Previous studies attributed varying degrees of ERC signal to physical interactions between proteins. On one extreme, Hakes et al., 2007 found no evidence that the physical interaction interface between two proteins had a greater correlation of evolutionary rates than the whole protein or just surface residues. They concluded this after examining surface and potentially interacting residues across 32 complexes in at least 12 eukaryotic species for each complex using the Saccharomyces cerevisiae sequence as the BLAST query. On the other extreme, Jothi et al., 2006 concluded that there was a strong enough signal to predict which domains of a protein complex interact with significant accuracy; however, their analysis was limited to just three protein complexes with orthologs in at least 10 of 93 eukaryotic genomes. Because of their conclusions, we included their complexes in our own study and achieved similar rankings of the physically interacting domains. However, only one of their complexes was statistically significant in our analysis that we attribute to a lack of power given that one of the complexes only had one physically interacting domain pair out of 24 pairs. Kann et al., 2009 reached a similar conclusion to our study using 70 bacterial species. They found that binding neighborhoods from 26 interacting pairs have a higher ERC on average than 1291 random nonbinding sequences of the same length, ultimately concluding that while physical interactions are not the sole contributor to evolutionary covariation, they still contribute strongly enough to be detected.

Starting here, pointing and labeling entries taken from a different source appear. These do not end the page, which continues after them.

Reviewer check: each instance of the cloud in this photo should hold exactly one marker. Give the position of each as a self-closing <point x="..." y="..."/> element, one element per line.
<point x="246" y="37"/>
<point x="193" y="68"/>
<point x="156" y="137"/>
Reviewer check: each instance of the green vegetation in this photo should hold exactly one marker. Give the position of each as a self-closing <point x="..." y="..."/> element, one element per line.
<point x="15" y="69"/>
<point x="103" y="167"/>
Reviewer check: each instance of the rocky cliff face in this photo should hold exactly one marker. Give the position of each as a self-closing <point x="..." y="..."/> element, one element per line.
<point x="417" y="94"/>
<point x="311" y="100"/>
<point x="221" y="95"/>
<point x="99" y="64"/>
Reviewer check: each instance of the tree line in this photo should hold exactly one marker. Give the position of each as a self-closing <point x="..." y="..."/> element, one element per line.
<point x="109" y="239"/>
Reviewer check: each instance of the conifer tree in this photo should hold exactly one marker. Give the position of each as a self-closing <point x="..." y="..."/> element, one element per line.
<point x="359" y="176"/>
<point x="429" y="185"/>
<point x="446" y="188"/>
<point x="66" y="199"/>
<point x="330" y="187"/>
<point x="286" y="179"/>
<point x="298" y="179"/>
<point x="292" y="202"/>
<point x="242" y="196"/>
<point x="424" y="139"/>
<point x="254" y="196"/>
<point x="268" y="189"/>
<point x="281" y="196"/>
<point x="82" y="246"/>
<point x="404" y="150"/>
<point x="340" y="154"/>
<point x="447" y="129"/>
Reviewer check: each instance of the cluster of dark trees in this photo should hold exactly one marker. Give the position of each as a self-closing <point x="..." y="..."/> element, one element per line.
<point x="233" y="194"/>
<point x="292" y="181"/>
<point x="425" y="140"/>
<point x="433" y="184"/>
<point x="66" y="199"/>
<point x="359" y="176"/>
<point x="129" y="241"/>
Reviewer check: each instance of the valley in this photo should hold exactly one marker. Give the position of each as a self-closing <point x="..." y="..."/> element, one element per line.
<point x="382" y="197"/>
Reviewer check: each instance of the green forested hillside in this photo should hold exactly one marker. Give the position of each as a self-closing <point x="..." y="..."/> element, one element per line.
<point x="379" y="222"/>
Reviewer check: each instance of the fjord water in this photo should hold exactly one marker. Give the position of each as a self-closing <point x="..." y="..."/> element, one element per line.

These previous studies agreed that compensatory coevolution is not the sole force behind ERC but they came to differing conclusions as to how much it contributes. This study concludes that there is a detectable but weak contribution from physical interactions that is not strong enough to confidently predict which domains physically interact. This study also found that the contribution of physical interaction was limited to a minority of complexes despite the high power lent from using hundreds of species to calculate ERC; this inconsistent effect across complexes might explain why previous studies and this one found varying degrees of contribution since results could have depended on which complexes were chosen and which species were used. Among the complexes we found to have a physical coevolution component, there is no obvious reason why these specific complexes would exhibit stronger coevolution between physically interacting domains when compared to other complexes. We hypothesize that while compensatory coevolution is a known phenomenon (Gershoni et al., 2010; Juan et al., 2008), amino acid changes resulting from it are relatively rare and are unlikely to contribute greatly to the general ERC signal between co-functional proteins. In contrast, previous work finds evidence that relaxation of selective constraint can lead to drastic rate variation and hence a strong covariation signal (ERC) (Clark et al., 2013). Overall, variations in selective constraint, and other nonphysical forces, such as essentiality, expression level, codon adaptation, and network connectivity, seem to be the primary contributors to ERC. Indeed, the results of these forces are visible in the elevated ERC values of genetic pathways that do not physically interact (Figure 2).

Methods

Key resources table

Reagent type (species) or resource	Designation	Source or reference	Identifiers	Additional information
Software, algorithm	ERC	https://github.com/nclark-lab/erc/; copy archived at Clark and Little, 2023		See ‘Calculating ERC’
Other	343 yeast amino acid sequences and trees	https://doi.org/10.1016/j.cell.2018.10.023	https://doi.org/10.6084/m9.figshare.5854692.v1

Calculating ERC

ERC is calculated by correlating RERs between two gene trees using a Pearson correlation. The RER is the rate at which a branch on a gene tree changes compared to the genome-wide average and is calculated as described by Kowalczyk et al., 2019. The method limits comparisons to gene trees that share at least 15 species and requires that all trees have the same topology. Prior to correlation, the RERs are Winsorized, taking the three most extreme values and condensing them to the fourth. This reduces false positives that are due to single outliers skewing the correlation. After calculating the correlation between RERs for each gene pair, the correlation values are Fisher transformed using the equation

f t E R C = a r c t a n (c o r r e l a t i o n) * \sqrt{n u m b e r o f b r a n c h e s - 3}

This allows for a direct comparison between gene pairs that do not have the same number of branches contributing.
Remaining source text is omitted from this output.